With reference to FIG. 8, a conventional light is composed of a transparent inner core (110), at least two power wires (120,130) mounted in the inner core (110), multiple vertical holes (150a, 150b, 150c, 150d, 150e) defined through the inner core (110) to hold the light bulbs (160a, 160b, 160c) and connecting wires (170a, 170b) of the light bulbs (160a, 160b, 160c). The connecting wires (170a, 170b) are electrically connected to the two power wires (120,130). The inner core (110) is then held in a transparent outer coating (180).

In one aspect, a single light body (1) of the present invention can be mounted at a desired position to decorate the outline of an object or generate the visual effect of flowing water. With reference to FIG. 9, in another aspect, arranging multiple light bodies (1) of the present invention can form a desired pattern or text with dynamic flowing effects. For example, a letter “C” is displayed by the light bodies (1).

The flexible cable light in accordance with the present invention can repeat the control signal at each circuit board. Therefore, multiple circuit boards with LEDs can be connected in series to generate the dynamic effect of flowing water. Further, the flexible cable light can be bent to form any desired shape or cut at a desired length according to the practical application.

It is to be understood, however, that even though numerous characteristics and advantages of the present invention have been set forth in the foregoing description, together with details of the structure and function of the invention, the disclosure is illustrative only, and changes may be made in detail, especially in matters of shape, size, and arrangement of parts within the principles of the invention to the full extent indicated by the broad general meaning of the terms in which the appended claims are expressed.

Claims

1. A flexible cable light capable of generating a visual effect of flowing water, the flexible cable light comprising: an inner coating made of flexible and transparent material and having a bottom and opposite side walls extending from the bottom, a space defined in the inner coating and communicating with a longitudinal slot that is defined through the bottom of the inner coating, two strand wires mounted in the opposite side walls; and multiple circuit boards connected as a string with a wire bundle and held in the inner coating, each circuit board having multiple light emitting diodes (LEDs), multiple current limiting resistors and at least one LED driving chip, wherein power wires of the multiple circuit boards are connected in parallel between the two strand wires, and signal wires of the multiple circuit boards are connected in series to be further connected to a controller; and an outer coating made of flexible and transparent material, wherein the inner coating and the multiple circuit boards are all held in the outer coating.

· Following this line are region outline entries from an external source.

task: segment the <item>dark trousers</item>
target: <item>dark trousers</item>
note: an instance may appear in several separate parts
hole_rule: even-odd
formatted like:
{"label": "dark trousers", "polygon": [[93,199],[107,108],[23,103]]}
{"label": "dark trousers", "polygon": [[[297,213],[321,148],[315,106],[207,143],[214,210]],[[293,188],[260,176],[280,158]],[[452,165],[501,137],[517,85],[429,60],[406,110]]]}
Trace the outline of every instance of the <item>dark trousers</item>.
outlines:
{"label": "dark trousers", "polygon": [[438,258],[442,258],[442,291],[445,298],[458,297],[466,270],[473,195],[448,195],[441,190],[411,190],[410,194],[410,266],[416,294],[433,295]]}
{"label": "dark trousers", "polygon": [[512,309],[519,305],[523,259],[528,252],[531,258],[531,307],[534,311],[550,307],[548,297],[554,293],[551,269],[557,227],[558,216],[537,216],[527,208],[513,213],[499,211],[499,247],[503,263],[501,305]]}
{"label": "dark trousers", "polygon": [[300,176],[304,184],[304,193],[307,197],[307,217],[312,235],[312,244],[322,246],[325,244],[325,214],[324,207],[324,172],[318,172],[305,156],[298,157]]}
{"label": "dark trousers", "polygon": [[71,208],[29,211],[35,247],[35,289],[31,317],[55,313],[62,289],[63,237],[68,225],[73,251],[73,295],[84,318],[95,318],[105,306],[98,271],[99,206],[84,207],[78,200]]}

2. The flexible cable light as claimed in claim 1, wherein the LED driving chips can be connected in series to provide three large driving currents, and each LED driving chip comprises a serial shift register and an output register.

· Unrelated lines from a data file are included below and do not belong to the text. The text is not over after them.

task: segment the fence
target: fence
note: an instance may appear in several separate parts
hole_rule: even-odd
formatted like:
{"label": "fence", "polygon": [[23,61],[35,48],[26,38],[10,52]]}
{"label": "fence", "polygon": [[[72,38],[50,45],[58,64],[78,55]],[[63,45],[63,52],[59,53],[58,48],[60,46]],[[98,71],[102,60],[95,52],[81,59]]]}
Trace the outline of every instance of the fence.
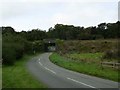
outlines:
{"label": "fence", "polygon": [[120,63],[116,63],[116,62],[101,62],[101,66],[120,69]]}

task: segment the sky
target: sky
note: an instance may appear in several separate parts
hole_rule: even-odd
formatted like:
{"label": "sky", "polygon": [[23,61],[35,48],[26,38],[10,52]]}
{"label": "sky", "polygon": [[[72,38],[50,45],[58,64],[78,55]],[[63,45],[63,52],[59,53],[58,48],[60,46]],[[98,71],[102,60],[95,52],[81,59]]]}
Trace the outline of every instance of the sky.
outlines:
{"label": "sky", "polygon": [[55,24],[97,26],[118,21],[119,0],[0,0],[0,26],[48,30]]}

3. The flexible cable light as claimed in claim 1, wherein each circuit board has main power wires, and the main power wires of two adjacent circuit boards are connected in parallel to the main power wires of another two adjacent circuit boards.

4. The flexible cable light as claimed in claim 1, wherein each circuit board further having a voltage regulating resistor and a capacitor.

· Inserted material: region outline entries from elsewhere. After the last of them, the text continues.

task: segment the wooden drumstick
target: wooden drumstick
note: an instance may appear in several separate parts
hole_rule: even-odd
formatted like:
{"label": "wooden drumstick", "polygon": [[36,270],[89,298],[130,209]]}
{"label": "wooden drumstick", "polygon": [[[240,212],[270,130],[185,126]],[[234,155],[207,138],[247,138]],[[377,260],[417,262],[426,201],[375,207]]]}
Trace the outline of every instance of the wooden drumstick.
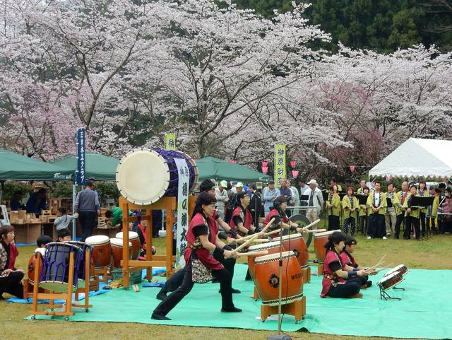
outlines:
{"label": "wooden drumstick", "polygon": [[261,250],[259,252],[237,252],[236,255],[237,256],[258,256],[258,255],[266,255],[268,254],[268,250]]}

5. The flexible cable light as claimed in claim 1, wherein the LED driving chips are fabricated by CMOS processes with high noise immunity and low power consumption.

6. The flexible cable light as claimed in claim 1, wherein the LEDs are a type of surface-mounted (SMT).

7. The flexible cable light as claimed in claim 1, wherein the LEDs are a type of flat package.

8. The flexible cable light as claimed in claim 1, wherein the LEDs are a type of R, G, B colors.